There are important regional variations in site of death, according to the authors of a recent study of Medicare claims from 306 regional healthcare markets.1 For example, more than one-third of Manhattan patients were hospitalized at the end of life vs. less than 14% of patients in Ogden, UT; Greely, CO; or Amarillo, TX. Prior studies suggested a nationwide trend, across all ages, toward increasing death at home and decreasing death in the hospital.2

“We wondered how these patterns looked among older, sicker people who commonly would need medical care for troublesome symptoms or progressive complications toward the end of life,” says Jason H. Maley, MD, the lead author of the most recent study. Maley is a fellow in the pulmonary and critical care fellowship, a collaborative program between Beth Israel Deaconess Medical Center and Massachusetts General Hospital.

Maley and colleagues expected to see regional variation to some extent. Variation in healthcare practices, access to care, and intensity of care has been described in previous studies.3 “We were, however, somewhat surprised by the striking degree to which the use of hospitalization and hospice varied across the U.S., even among large metropolitan areas,” Maley reports.

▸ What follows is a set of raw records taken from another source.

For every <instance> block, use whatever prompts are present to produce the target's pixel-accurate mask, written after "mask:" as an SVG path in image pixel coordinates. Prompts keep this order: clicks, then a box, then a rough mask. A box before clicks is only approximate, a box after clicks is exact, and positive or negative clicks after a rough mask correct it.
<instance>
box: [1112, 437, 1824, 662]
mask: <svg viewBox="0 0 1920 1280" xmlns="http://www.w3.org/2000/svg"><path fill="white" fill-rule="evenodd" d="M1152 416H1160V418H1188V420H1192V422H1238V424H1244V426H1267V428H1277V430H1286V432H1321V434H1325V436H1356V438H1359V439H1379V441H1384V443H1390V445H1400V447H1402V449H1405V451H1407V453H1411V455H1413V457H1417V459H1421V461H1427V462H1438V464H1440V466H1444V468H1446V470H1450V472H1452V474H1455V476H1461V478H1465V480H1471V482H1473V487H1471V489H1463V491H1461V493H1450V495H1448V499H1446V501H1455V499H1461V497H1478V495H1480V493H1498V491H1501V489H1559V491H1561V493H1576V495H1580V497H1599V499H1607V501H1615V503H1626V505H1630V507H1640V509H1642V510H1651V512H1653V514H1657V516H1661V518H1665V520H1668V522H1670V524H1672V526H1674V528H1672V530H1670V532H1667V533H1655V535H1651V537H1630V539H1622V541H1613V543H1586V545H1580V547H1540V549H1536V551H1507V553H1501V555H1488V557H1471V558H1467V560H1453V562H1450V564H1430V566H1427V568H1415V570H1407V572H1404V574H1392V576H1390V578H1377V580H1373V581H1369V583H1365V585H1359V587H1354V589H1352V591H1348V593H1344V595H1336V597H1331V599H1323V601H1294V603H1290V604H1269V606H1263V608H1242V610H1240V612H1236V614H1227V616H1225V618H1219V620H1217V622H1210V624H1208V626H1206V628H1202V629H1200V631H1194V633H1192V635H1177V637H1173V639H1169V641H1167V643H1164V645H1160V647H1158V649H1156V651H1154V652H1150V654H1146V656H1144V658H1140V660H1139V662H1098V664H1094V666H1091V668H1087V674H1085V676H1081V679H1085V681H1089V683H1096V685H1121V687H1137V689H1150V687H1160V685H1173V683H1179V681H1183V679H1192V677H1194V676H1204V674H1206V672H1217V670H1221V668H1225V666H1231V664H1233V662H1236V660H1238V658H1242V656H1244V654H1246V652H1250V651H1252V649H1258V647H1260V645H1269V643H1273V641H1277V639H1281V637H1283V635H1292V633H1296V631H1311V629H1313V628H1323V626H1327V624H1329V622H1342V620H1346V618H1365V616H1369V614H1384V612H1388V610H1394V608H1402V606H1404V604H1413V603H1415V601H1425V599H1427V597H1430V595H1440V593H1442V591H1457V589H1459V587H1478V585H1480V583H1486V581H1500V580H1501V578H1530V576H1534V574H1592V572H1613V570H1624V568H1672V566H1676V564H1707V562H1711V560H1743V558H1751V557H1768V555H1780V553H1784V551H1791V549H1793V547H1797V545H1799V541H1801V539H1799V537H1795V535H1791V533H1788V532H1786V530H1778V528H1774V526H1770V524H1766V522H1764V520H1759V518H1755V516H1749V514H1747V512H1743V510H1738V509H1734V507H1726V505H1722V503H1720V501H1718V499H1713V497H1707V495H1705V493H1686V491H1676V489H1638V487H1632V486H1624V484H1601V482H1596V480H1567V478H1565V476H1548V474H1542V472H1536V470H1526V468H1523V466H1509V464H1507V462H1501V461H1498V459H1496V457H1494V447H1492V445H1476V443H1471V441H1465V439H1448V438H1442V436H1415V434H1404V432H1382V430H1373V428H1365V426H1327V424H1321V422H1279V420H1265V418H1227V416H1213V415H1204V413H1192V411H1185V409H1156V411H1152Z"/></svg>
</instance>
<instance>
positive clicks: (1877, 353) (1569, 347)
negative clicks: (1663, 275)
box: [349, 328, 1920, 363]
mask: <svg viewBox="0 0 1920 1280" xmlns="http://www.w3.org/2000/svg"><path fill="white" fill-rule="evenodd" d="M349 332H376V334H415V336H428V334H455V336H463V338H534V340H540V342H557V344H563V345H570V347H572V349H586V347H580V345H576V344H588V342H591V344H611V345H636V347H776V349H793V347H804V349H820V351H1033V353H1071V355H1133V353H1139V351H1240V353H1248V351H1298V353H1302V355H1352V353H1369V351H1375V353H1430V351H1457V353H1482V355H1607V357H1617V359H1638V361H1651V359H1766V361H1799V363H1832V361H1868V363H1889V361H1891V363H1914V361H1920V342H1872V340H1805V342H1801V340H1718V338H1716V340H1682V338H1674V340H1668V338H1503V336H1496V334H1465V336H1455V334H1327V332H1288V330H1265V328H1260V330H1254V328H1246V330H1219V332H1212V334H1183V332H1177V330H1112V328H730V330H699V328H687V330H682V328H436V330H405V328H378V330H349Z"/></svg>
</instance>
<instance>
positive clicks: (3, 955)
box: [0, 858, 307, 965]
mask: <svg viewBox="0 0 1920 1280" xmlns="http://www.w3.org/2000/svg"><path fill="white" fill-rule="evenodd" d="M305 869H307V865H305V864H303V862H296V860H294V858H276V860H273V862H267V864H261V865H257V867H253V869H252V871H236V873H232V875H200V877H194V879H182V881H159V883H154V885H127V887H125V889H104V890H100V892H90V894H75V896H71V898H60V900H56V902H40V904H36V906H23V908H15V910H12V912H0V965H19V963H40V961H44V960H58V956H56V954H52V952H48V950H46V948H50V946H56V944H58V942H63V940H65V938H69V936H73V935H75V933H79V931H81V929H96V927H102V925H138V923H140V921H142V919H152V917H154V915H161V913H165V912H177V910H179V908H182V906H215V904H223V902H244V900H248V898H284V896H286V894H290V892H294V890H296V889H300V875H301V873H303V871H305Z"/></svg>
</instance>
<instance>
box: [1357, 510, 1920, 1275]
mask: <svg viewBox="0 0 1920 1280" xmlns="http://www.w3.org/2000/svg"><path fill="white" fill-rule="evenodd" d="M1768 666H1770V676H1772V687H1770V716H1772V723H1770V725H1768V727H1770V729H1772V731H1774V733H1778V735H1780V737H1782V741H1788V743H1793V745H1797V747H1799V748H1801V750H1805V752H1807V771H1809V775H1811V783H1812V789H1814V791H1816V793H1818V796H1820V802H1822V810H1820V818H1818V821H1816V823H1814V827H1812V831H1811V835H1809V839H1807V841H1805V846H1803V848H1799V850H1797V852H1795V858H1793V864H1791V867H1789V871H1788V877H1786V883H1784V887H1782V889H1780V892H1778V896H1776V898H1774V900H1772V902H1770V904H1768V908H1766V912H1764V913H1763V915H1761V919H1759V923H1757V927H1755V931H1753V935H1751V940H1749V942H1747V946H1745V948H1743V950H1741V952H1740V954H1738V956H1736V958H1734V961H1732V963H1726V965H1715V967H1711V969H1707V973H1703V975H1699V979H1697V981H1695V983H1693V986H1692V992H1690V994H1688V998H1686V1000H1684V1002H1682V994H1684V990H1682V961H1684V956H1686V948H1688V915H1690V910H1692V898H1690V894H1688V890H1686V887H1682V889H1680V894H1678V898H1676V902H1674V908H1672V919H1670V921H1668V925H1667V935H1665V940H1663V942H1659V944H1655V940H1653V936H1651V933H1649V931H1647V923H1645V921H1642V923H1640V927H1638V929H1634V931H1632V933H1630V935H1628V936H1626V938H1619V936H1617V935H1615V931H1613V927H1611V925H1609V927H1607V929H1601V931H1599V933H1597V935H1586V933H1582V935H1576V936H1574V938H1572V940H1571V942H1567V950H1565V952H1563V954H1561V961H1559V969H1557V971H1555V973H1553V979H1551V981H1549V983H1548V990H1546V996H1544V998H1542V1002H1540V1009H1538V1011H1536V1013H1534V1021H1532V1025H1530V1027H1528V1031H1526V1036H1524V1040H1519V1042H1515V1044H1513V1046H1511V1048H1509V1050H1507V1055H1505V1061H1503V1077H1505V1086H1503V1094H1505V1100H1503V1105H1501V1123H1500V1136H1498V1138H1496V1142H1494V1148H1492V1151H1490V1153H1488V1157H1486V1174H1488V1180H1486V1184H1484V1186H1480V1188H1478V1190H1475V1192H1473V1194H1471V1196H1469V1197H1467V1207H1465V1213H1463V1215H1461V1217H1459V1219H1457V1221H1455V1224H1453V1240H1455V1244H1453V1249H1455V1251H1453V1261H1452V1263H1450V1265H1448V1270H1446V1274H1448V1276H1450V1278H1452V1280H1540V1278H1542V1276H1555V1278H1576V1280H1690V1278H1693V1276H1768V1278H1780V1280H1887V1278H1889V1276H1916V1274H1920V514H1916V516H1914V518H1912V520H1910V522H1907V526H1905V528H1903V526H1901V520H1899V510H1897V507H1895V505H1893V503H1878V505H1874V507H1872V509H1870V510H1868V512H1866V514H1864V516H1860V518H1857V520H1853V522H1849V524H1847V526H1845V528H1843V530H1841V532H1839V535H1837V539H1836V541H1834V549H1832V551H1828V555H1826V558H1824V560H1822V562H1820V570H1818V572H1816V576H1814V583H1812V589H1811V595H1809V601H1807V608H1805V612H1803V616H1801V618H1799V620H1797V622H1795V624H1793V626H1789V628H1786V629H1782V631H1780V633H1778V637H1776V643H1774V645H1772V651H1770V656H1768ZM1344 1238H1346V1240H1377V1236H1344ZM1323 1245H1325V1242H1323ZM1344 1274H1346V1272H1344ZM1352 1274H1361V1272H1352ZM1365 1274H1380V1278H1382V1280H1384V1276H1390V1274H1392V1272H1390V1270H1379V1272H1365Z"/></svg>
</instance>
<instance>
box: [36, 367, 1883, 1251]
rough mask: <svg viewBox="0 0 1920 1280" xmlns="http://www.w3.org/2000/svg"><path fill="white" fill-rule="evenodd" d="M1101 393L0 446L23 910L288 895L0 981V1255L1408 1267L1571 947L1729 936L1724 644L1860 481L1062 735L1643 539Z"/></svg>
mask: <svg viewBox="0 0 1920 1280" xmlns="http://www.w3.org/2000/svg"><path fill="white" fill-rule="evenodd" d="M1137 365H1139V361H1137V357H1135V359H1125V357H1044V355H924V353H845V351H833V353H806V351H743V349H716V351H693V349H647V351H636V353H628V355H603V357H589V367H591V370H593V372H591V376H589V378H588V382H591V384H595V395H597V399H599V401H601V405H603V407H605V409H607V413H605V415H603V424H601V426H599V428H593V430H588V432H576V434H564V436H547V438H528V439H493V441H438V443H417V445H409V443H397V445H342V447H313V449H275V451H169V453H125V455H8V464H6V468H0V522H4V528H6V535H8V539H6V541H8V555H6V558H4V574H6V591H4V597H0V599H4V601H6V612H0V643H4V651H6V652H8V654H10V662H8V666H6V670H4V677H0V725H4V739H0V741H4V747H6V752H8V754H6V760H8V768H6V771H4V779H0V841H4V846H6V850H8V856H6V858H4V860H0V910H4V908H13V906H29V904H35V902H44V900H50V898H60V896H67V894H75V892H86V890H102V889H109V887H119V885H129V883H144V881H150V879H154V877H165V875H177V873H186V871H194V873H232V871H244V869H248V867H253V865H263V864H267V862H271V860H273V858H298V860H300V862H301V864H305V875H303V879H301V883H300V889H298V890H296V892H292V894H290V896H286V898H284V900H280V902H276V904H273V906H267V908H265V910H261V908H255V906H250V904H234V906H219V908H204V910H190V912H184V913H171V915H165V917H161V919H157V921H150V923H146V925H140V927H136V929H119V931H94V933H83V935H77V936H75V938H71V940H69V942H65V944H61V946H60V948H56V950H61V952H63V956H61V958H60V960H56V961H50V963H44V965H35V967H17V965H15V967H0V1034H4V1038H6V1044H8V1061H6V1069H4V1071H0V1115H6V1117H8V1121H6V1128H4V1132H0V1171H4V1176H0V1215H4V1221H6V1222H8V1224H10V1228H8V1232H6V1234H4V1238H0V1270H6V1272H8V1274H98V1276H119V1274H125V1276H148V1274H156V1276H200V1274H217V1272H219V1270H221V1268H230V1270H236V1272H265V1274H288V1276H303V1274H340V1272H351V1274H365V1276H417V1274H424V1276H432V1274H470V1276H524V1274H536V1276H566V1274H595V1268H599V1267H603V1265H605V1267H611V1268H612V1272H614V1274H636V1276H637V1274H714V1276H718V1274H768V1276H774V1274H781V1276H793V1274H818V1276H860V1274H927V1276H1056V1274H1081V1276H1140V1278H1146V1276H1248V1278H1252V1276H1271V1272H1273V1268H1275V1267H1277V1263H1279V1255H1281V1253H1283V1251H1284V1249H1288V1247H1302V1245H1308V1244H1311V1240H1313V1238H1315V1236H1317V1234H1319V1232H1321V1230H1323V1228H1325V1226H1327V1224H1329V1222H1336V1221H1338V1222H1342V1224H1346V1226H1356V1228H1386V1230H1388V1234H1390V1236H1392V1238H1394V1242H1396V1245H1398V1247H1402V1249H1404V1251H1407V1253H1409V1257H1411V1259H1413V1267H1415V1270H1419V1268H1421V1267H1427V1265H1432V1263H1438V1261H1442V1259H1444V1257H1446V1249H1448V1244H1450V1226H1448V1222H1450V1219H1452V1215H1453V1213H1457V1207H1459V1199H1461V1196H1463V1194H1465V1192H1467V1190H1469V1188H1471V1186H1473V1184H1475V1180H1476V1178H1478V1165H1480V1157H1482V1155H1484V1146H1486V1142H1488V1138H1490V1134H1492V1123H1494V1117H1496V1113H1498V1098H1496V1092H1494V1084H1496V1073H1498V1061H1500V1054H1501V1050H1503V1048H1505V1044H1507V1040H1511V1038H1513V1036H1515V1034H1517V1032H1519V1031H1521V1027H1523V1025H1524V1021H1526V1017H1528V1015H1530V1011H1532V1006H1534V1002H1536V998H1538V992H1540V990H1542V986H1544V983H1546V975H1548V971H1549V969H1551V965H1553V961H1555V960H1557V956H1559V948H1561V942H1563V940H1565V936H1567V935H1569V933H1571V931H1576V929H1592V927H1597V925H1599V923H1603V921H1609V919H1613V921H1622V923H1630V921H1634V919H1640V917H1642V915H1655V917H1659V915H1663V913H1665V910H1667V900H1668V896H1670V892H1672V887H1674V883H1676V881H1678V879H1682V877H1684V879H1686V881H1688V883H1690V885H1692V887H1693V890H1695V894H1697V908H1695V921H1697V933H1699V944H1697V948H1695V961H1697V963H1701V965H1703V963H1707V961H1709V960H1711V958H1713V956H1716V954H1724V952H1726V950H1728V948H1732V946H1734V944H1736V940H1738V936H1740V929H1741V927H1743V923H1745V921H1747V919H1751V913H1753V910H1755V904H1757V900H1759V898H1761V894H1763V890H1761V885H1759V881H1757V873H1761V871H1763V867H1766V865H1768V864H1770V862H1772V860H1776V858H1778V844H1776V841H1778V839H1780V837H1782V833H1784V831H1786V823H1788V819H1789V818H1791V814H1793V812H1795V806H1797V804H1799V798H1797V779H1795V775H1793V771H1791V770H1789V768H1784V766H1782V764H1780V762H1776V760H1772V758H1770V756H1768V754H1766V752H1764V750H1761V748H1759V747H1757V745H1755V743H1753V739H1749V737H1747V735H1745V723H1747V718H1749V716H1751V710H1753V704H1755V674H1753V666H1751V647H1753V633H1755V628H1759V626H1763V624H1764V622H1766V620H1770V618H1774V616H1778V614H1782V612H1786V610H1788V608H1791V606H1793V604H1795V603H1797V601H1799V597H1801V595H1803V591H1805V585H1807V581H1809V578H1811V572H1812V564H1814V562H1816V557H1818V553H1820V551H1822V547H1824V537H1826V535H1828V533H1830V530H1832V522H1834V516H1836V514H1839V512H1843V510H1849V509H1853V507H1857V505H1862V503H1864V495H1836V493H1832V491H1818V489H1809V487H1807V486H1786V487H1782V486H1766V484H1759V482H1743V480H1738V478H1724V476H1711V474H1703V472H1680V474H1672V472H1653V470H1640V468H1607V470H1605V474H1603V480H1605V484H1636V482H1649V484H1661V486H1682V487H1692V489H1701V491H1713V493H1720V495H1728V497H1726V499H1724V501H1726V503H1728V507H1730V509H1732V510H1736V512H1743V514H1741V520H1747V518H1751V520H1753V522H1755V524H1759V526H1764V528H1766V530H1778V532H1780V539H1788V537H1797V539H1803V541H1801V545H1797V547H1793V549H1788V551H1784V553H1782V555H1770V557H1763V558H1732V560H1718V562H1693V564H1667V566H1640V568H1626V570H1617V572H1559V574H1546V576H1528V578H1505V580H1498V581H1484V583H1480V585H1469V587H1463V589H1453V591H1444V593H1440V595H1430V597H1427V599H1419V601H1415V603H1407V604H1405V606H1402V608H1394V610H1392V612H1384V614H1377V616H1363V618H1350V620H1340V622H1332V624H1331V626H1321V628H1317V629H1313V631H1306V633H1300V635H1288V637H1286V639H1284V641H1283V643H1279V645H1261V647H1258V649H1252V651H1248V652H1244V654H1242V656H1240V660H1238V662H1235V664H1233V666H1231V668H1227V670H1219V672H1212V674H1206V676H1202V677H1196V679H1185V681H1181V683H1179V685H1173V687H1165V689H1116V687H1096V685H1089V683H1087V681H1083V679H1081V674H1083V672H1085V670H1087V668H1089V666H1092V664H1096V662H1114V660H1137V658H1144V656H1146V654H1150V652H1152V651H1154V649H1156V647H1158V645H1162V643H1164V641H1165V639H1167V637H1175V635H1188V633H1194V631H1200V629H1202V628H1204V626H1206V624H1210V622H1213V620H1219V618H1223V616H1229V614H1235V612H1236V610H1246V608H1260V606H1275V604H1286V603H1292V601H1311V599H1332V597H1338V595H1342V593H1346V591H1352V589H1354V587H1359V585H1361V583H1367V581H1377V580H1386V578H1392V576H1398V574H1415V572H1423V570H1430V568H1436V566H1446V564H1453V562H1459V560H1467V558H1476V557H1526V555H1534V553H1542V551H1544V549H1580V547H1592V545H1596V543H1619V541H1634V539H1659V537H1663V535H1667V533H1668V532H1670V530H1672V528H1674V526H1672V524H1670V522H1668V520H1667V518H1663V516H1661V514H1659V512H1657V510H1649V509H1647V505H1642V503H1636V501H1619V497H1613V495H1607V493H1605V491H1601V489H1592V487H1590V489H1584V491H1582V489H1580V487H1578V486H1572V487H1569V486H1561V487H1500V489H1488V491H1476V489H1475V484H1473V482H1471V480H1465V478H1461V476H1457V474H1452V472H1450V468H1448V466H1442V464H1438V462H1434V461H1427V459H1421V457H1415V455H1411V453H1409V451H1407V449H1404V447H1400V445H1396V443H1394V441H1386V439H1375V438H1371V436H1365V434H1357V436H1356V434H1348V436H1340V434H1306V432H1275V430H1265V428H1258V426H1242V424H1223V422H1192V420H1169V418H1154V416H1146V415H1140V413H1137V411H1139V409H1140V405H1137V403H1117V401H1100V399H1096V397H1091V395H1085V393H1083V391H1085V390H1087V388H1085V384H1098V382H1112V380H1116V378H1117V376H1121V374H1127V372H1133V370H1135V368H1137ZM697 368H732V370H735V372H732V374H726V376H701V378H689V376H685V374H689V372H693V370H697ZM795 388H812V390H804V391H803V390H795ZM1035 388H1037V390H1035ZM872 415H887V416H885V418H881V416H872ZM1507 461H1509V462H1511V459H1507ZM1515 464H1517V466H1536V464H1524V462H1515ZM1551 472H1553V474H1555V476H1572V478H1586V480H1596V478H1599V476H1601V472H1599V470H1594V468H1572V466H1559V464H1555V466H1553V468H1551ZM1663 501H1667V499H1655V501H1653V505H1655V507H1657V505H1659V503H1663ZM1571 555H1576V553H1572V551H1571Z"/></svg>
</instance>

It is unlikely such variation would be entirely due to regional differences in patient preferences or needs at the end of life, according to Maley. More likely, it reflects differences in the availability of primary care and the availability of inpatient hospital beds relative to hospice beds.

The main ethical concern is patients could be receiving different end-of-life care for reasons other than their personal preferences, values, and needs. This could be happening because of differences in rates of referral to hospice or lack of availability of hospice services. Conversely, high density of hospital beds in larger urban areas could result in regional practice patterns toward hospitalization at the end of life.

Regardless of the underlying reasons, says Maley, “we would like all patients to receive care that aligns with their personal values, rather than their end-of-life experience depending on the practice patterns of healthcare where they live.”

REFERENCES

  1. Maley JH, Landon BE, Stevens JP. Regional variation in use of end-of-life care at hospitals, intensive care units, and hospices among older adults with chronic illness in the US, 2010 to 2016. JAMA Netw Open 2020;3:e2010810.
  2. Cross SH, Warraich HJ. Changes in the place of death in the United States. N Engl J Med 2019;381:2369-2370.
  3. Barnato AE, Herndon MB, Anthony DL, et al. Are regional variations in end-of-life care intensity explained by patient preferences? A study of the US Medicare population. Med Care 2007;45:386-393.